There is no easy escape from the consequences of an ideology of economic transfer and social conflict. A tax cut as a stimulant administered by government surely does not weaken the position of government. It does not even question the transfer function, but instead adds the role of economic stimulator. A tax cut that is accompanied by a spending cut does effectively reduce the burden and size of government. Therefore, explicit limits on government spending are needed to lend substance to a proposal for tax reduction.
The Root of the Evil
It takes great political courage to confront the root of the evil: the appetite for government services and benefits. Most Americans still believe that government owes them certain favors, such as income security, public housing and urban renewal, free education and medical care, and so forth. Their call for benefits is an implicit demand that financial means be seized from others. They would not be asking for social programs if they were expecting to cover the costs in proportion to benefits.
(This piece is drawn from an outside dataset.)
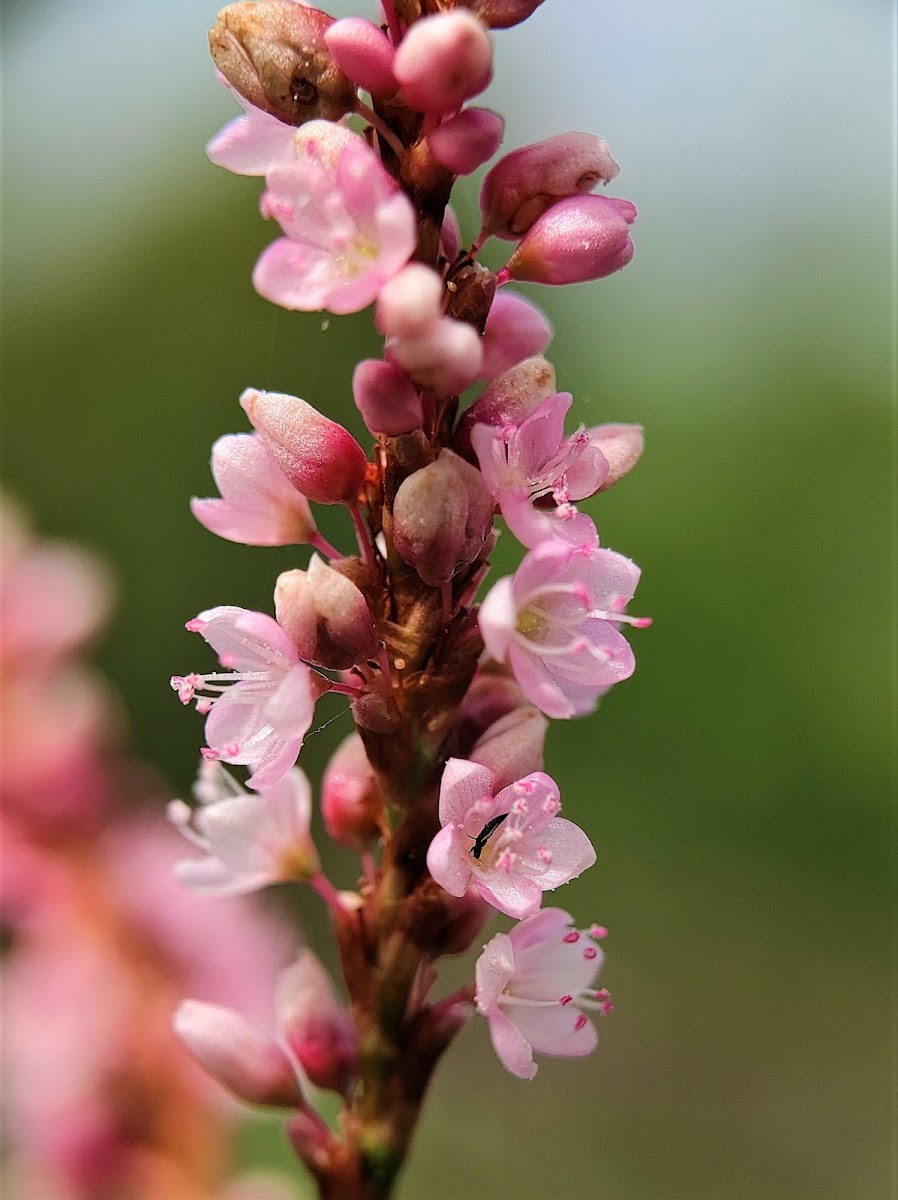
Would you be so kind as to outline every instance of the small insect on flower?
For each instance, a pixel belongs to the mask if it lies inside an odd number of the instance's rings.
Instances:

Few Americans seek no government favors, and even fewer openly reject them on moral grounds. It is much more popular to seek and accept the benefits of redistribution while objecting to the taxation that covers their costs. Most people freely partake in the economic redistribution, but loudly oppose the necessary allocation of costs.
Most professors, for instance, live comfortably on government funds from state colleges and universities, seek federal grants and scholarships, send their children to public schools and colleges, while all along bemoaning their income taxes. They consider the things government does for them as social progress, but decry heir tax burdens as oppression and abuse. Similarly, most physicians applaud their own benefits as social justice, but lament their tax burdens as social injustice. They accept the principle of redistribution and endeavor to get “their share” of benefits, but bitterly oppose their allocated share of costs.
A political society that engages in economic redistribution is torn by social conflict. The beneficiaries seek to impose even more levies and restrictions on the victims, who in turn clamor for their share of benefits and lament their obligations and Charges. The bitter struggle is waged in the political arena with ever shifting forces and alliances. Victories or reverses are merely temporary, to be followed by new offensives and counter-offensives in a perpetual war for social benefits. To restore social peace and effect a rebirth of freedom, we must cease from preying on each other through government.
The Power of the People
The prescriptions in favor of liberty ought to be leveled against that quarter where the greatest danger lies, namely, that which possesses the highest prerogative of power. But this is not found in either the Executive or Legislative Department of the Government, but in the body of the people, operating by the majority against the minority.